Canadian recruiters are going to be busy in the lead-up to summer, according to a recent survey by employment services firm Manpower. Of the more than 1,700 Canadian employers that took part in the
Manpower Employment Outlook Survey
for April to June 2006, 34 per cent reported planning to increase payrolls during that period.
While 58 per cent of organizations polled expect no changes in current staffing levels, five per cent anticipate cutbacks.
With seasonal variations removed from the survey data, the net employment outlook of 21 per cent is a four per cent increase from the previous quarter. These results show every indication that hiring will continue to be solid for the second quarter of 2006.
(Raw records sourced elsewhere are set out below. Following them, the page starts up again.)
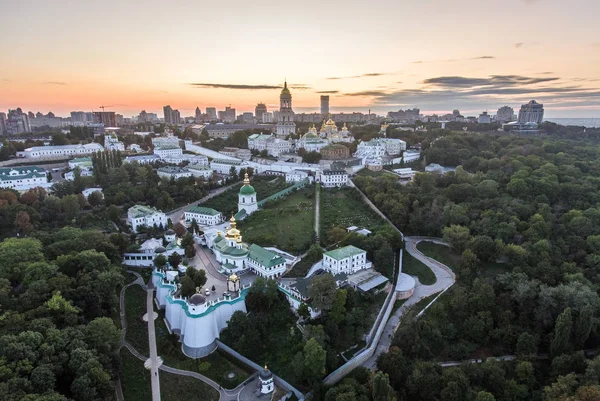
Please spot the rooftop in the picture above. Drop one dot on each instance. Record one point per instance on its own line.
(345, 252)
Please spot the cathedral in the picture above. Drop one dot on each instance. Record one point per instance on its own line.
(285, 122)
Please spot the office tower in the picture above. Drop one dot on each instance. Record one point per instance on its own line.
(505, 114)
(106, 118)
(168, 114)
(324, 106)
(259, 110)
(532, 112)
(285, 122)
(211, 112)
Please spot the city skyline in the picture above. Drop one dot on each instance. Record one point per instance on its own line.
(382, 57)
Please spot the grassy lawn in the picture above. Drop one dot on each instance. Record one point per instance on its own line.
(343, 208)
(135, 380)
(265, 186)
(414, 267)
(215, 366)
(286, 223)
(137, 329)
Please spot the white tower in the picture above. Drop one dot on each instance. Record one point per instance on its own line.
(285, 124)
(247, 197)
(266, 381)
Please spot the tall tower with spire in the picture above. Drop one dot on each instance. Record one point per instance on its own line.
(285, 123)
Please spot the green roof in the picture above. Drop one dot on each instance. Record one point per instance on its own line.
(264, 257)
(204, 210)
(247, 190)
(345, 252)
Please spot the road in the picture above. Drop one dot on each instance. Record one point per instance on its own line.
(154, 361)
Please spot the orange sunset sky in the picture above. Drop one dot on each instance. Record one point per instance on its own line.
(381, 55)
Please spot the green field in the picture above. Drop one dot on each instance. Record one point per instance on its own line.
(343, 208)
(135, 381)
(265, 186)
(286, 223)
(137, 329)
(414, 267)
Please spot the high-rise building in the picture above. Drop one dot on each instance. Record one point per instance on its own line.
(285, 122)
(228, 115)
(211, 112)
(168, 113)
(259, 110)
(78, 117)
(324, 105)
(532, 112)
(505, 114)
(17, 122)
(107, 118)
(2, 123)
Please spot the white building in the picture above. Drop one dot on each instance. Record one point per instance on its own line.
(348, 260)
(333, 178)
(23, 178)
(173, 172)
(143, 159)
(111, 142)
(61, 150)
(296, 176)
(204, 216)
(140, 215)
(532, 112)
(165, 151)
(275, 146)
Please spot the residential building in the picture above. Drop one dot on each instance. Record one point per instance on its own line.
(324, 105)
(505, 114)
(333, 178)
(107, 118)
(484, 118)
(532, 112)
(259, 111)
(145, 216)
(275, 146)
(23, 178)
(211, 112)
(285, 122)
(173, 172)
(347, 260)
(60, 151)
(204, 216)
(165, 151)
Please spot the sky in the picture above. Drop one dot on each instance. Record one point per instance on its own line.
(382, 55)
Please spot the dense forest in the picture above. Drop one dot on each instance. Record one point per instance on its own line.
(523, 218)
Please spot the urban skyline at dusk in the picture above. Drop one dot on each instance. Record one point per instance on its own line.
(378, 56)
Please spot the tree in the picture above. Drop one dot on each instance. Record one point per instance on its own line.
(457, 236)
(160, 261)
(562, 333)
(314, 360)
(322, 291)
(175, 259)
(381, 387)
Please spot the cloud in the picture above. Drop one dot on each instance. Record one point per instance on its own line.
(369, 74)
(454, 59)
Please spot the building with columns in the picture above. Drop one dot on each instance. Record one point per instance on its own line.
(285, 120)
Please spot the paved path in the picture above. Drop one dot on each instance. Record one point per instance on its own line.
(317, 210)
(154, 361)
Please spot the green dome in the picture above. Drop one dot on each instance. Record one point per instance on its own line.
(247, 190)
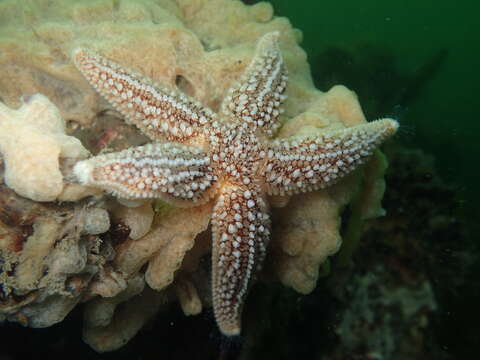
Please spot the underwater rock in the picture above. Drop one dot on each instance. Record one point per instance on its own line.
(191, 46)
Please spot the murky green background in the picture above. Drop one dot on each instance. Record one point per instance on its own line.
(444, 119)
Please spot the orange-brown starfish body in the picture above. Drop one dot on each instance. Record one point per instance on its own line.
(229, 157)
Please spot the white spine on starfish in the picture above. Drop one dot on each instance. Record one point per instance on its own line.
(256, 99)
(160, 113)
(309, 163)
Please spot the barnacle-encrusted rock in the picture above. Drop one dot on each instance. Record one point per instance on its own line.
(47, 258)
(200, 47)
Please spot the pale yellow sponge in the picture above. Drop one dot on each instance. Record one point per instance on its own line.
(32, 140)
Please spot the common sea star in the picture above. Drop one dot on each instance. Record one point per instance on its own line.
(227, 156)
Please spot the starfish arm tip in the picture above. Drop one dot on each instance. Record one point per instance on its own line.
(83, 171)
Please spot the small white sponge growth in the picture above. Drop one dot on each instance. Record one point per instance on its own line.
(32, 139)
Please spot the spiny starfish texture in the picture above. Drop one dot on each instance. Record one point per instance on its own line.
(228, 157)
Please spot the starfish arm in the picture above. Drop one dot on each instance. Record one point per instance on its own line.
(240, 233)
(310, 163)
(177, 174)
(157, 112)
(257, 97)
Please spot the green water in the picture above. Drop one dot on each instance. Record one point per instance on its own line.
(444, 120)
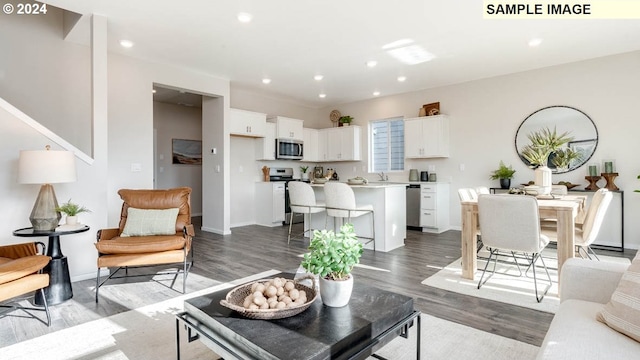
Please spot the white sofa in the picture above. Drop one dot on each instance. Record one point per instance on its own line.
(574, 333)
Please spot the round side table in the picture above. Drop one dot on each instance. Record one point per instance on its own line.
(59, 289)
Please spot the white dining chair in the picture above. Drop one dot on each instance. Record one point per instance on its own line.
(587, 233)
(510, 224)
(303, 201)
(340, 203)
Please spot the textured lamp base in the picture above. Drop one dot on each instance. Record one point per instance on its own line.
(44, 216)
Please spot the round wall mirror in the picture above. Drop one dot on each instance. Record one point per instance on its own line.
(577, 124)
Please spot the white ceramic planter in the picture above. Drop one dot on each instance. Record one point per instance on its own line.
(336, 293)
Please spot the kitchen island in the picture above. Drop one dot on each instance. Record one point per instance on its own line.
(389, 208)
“This quarter’s net employment outlook indicates that the solid hiring activity seen in the first quarter should expand slightly,” said Lori Procher, vice-president and general manager for Manpower Canada. “Employers are telling us that over the next three months they will continue to add to their payrolls at an even higher rate.”
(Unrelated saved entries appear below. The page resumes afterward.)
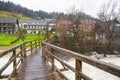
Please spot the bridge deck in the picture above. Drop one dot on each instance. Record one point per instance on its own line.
(34, 68)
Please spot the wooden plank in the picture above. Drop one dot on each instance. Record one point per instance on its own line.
(35, 68)
(113, 69)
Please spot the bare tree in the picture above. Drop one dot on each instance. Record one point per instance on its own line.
(108, 17)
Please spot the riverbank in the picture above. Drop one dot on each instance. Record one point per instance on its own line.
(93, 72)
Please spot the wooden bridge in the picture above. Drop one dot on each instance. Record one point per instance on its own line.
(31, 61)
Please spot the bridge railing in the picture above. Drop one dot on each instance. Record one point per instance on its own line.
(49, 54)
(17, 56)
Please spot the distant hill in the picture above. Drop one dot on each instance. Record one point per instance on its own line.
(6, 14)
(11, 7)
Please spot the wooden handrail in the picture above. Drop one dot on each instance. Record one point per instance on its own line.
(18, 52)
(48, 54)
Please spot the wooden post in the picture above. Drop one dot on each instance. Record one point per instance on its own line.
(14, 63)
(31, 46)
(39, 42)
(35, 45)
(24, 50)
(52, 59)
(79, 69)
(21, 49)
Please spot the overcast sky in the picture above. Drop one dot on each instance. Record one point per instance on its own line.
(90, 7)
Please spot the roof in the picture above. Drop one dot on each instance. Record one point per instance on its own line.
(33, 22)
(9, 20)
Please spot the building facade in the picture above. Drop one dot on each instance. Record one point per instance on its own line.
(35, 26)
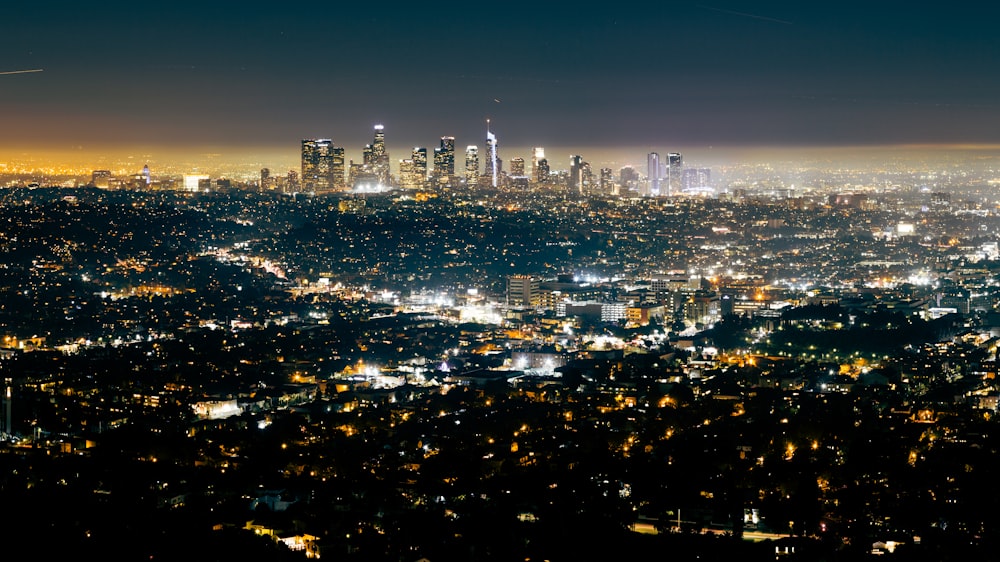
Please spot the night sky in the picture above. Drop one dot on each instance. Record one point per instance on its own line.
(664, 74)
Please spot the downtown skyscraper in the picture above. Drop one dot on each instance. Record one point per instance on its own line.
(491, 170)
(322, 166)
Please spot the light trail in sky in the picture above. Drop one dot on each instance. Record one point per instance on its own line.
(22, 71)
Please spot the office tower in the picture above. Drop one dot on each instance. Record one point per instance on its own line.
(322, 166)
(337, 168)
(379, 157)
(653, 173)
(265, 179)
(491, 170)
(444, 161)
(628, 177)
(607, 180)
(523, 290)
(419, 156)
(537, 155)
(575, 170)
(586, 178)
(471, 164)
(675, 167)
(408, 176)
(517, 166)
(542, 171)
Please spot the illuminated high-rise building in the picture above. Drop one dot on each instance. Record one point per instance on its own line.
(575, 173)
(492, 168)
(322, 166)
(541, 170)
(537, 155)
(471, 165)
(607, 180)
(265, 179)
(517, 166)
(675, 168)
(628, 177)
(653, 173)
(444, 161)
(379, 157)
(419, 156)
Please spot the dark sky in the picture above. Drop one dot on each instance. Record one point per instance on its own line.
(662, 74)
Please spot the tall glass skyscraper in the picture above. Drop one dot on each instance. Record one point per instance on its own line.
(491, 155)
(471, 165)
(322, 165)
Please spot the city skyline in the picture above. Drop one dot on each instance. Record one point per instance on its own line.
(724, 75)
Four regions lead the way in terms of predicted hiring for next quarter. Western Canada leads the country with 48 per cent of respondents planning to hire, while Atlantic Canada employers are second with 31 per cent. Next is Ontario with 24 per cent of employers planning to hire and finally Quebec with 18 per cent.
Mining employers report the most brisk results out of 10 surveyed sectors with a net employment outlook of 31 per cent, once seasonal variations are removed. Employers in the public administration sector anticipate a healthy quarter with 29 per cent of respondents planning to hire. Both the finance, insurance and real estate, and the wholesale and retail trade sectors expect a solid hiring climate with 26 per cent of respondents planning to hire.